Levine did not encourage me to move to Fresno and study with him, nor to go to any other MA or MFA program. I think he sensed in me someone who was going to do it “the hard way.” And indeed I did. I have in my old age ended up living in Long Beach, a city befouled with industrial pollution. Not much has changed in Long Beach since I first quoted Levine’s line, “We burn this city every day” to Kimmer Enedy, a friend who was living in Long Beach at the time. The poem that line is in is about Detroit, I told her, but she immediately absorbed the kinship of its critique with Long Beach.
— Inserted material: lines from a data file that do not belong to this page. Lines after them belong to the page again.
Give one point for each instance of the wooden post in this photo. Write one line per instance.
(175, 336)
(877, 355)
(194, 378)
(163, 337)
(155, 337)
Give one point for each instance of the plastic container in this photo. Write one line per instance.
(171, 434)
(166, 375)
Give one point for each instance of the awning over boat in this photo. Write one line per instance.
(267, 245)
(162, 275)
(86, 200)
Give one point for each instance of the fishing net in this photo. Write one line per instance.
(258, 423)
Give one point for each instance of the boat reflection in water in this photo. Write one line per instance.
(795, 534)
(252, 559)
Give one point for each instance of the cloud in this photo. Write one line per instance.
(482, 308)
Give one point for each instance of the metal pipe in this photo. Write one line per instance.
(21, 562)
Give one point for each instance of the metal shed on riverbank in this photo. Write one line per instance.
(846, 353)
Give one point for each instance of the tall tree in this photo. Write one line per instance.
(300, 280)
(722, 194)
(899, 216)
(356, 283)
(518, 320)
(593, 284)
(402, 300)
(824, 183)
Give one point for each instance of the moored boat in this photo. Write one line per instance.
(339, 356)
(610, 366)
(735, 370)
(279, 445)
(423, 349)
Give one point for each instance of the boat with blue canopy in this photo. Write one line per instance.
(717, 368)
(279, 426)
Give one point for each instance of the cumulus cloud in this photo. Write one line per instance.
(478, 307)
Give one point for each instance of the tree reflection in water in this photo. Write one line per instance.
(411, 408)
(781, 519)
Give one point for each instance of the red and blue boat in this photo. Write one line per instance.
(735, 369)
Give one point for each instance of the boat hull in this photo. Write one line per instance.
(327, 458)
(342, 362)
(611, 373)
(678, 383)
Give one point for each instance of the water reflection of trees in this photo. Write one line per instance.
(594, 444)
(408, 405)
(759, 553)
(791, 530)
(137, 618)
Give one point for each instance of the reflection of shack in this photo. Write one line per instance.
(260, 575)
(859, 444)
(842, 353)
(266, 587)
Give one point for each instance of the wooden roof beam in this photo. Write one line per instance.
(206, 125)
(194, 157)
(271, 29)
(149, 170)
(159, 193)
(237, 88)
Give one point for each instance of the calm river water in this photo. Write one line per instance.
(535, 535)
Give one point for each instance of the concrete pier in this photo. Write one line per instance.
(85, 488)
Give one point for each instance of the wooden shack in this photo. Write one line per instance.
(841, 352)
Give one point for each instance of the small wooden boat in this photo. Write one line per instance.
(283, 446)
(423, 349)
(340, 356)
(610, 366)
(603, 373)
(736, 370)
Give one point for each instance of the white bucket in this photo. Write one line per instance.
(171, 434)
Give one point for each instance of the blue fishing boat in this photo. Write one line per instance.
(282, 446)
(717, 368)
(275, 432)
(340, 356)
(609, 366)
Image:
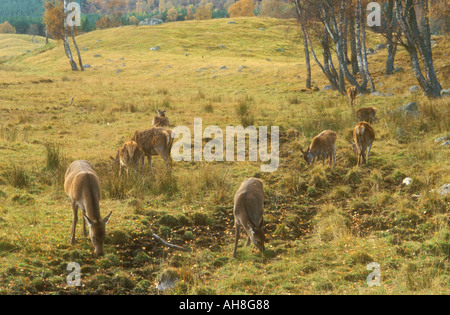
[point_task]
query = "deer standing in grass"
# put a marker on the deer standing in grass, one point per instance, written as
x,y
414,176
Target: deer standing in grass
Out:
x,y
367,114
155,141
363,136
161,120
82,186
352,92
248,212
129,155
323,145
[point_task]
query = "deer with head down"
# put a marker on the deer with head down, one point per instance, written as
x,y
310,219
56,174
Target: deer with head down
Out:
x,y
82,186
248,212
161,120
363,136
129,155
155,141
367,114
323,145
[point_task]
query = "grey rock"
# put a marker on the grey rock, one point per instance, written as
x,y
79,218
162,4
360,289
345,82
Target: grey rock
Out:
x,y
410,109
241,68
414,89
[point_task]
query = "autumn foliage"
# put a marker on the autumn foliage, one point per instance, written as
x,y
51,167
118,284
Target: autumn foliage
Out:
x,y
54,19
6,28
242,8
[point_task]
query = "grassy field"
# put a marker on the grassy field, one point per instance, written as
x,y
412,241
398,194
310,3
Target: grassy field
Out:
x,y
323,225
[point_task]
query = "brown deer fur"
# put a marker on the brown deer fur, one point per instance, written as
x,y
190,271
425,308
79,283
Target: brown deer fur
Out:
x,y
161,120
323,145
352,92
367,114
155,141
129,155
363,136
248,212
82,186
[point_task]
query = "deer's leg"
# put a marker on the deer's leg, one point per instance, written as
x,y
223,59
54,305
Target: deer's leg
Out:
x,y
237,239
165,155
368,151
84,222
149,159
74,222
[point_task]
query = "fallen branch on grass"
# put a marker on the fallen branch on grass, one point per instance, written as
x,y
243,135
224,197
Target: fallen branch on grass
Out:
x,y
170,245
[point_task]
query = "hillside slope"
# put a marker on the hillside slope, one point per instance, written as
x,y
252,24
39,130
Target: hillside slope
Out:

Phil Levine’s death leaves several poets in Los Angeles with a profound wish that he could have been granted another two or three years of good health. There was no doubt that he was fading. A letter I received from him several years ago featured the kind of shaky handwriting that one associates with an aging person. But it was still legible. Recently, according to another friend, his ability to control his handwriting became even more problematic. The poems in print, however, kept their clarity.
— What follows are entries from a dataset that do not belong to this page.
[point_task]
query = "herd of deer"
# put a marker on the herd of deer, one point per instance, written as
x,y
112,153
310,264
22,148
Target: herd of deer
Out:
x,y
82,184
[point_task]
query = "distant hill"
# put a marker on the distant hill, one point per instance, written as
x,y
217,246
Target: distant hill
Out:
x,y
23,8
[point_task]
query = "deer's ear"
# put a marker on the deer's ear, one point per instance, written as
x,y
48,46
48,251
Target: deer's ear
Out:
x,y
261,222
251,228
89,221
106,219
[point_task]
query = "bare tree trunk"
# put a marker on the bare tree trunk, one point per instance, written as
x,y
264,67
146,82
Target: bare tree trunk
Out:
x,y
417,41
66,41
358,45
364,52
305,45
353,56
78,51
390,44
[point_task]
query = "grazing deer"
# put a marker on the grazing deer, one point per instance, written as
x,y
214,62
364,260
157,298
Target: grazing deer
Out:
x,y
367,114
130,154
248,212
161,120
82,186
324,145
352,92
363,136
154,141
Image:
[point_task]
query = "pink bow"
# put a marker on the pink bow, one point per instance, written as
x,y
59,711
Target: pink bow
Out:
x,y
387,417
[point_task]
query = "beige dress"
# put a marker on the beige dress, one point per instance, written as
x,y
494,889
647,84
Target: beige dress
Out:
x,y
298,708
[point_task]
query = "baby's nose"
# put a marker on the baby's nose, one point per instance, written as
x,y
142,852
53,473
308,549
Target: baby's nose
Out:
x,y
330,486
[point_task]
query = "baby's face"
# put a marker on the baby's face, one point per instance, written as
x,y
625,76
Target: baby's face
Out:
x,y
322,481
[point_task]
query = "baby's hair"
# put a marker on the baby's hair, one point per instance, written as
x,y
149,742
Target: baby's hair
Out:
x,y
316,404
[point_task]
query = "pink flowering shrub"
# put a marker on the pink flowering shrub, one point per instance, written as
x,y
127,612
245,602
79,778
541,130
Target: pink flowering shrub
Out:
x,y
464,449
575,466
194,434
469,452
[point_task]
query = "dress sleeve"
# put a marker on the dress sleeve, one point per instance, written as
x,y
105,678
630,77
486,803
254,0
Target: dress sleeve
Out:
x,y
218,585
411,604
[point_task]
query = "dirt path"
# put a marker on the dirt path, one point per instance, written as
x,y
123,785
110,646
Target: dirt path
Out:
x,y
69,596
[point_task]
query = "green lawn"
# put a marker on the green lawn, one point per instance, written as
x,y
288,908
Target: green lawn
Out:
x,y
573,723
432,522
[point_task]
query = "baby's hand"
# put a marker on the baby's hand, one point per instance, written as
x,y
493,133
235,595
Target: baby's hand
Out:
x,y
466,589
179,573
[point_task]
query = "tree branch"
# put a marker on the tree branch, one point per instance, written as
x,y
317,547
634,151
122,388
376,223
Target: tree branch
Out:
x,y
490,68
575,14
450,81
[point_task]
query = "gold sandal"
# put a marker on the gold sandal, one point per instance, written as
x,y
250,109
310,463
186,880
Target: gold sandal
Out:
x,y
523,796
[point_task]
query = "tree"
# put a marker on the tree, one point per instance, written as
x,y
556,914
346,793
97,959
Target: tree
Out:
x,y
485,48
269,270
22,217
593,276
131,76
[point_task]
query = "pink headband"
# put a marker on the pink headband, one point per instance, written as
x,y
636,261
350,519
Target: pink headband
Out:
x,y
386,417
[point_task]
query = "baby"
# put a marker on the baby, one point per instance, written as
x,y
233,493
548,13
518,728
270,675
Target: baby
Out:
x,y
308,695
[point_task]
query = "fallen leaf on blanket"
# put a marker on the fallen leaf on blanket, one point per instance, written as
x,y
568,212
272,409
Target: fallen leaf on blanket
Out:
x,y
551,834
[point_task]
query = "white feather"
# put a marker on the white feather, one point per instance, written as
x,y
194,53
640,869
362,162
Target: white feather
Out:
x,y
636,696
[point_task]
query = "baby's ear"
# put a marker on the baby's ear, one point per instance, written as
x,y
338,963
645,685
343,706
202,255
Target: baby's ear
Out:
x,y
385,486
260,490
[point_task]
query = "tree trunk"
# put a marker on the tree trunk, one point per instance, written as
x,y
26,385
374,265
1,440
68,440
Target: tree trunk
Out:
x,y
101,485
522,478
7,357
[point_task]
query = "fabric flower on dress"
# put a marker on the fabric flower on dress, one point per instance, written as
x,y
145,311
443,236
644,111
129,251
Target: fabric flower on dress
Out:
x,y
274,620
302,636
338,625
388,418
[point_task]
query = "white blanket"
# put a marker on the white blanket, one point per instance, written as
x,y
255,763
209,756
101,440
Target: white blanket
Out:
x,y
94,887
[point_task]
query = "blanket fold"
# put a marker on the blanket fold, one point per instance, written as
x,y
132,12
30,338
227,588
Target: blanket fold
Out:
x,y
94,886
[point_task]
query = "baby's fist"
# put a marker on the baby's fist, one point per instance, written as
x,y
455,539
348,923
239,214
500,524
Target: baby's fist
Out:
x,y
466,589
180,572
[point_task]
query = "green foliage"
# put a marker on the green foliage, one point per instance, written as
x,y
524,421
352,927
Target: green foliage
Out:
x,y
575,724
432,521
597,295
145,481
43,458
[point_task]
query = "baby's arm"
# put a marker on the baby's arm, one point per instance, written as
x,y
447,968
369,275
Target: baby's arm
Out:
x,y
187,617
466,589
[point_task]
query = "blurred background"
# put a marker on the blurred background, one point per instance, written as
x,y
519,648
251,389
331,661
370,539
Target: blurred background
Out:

I do wish that I would have been able to send him a copy of my book that is being printed in Mexico right now. On the title page of “Pruebas Ocultas” I would have written “To Phil Levine, who taught me how to teach.” His life enriched us all. I join with David St. John and Suzanne Lummis in sending my profound condolences to his widow.

Post-script:
For those who might enjoy seeing an example of the success of one of his students, I would suggest reading my post on Suzanne Lummis’s poem in the “New Yorker” magazine (November 9, 2014).

I remember Levine saying at his reading at San Diego State in 1968 that he had gotten the title for the poem in which the phrase “not this pig” appears from a Swedish radio announcer. “The animals are passing from our lives.” That radio announcer was certainly ahead of most other people in ecological awareness.

For those interested in variants of Levine’s poetry, you might dig up the original version of “The Cemetery at Academy, California.” The version that appeared in the “New Yorker” did not have the first stanza of the version published in “Not This Pig.” Levine said the editor gave him a choice of either publishing the shorter version or not publishing it at all. Needing the money, he said, Levine consented to the truncated version.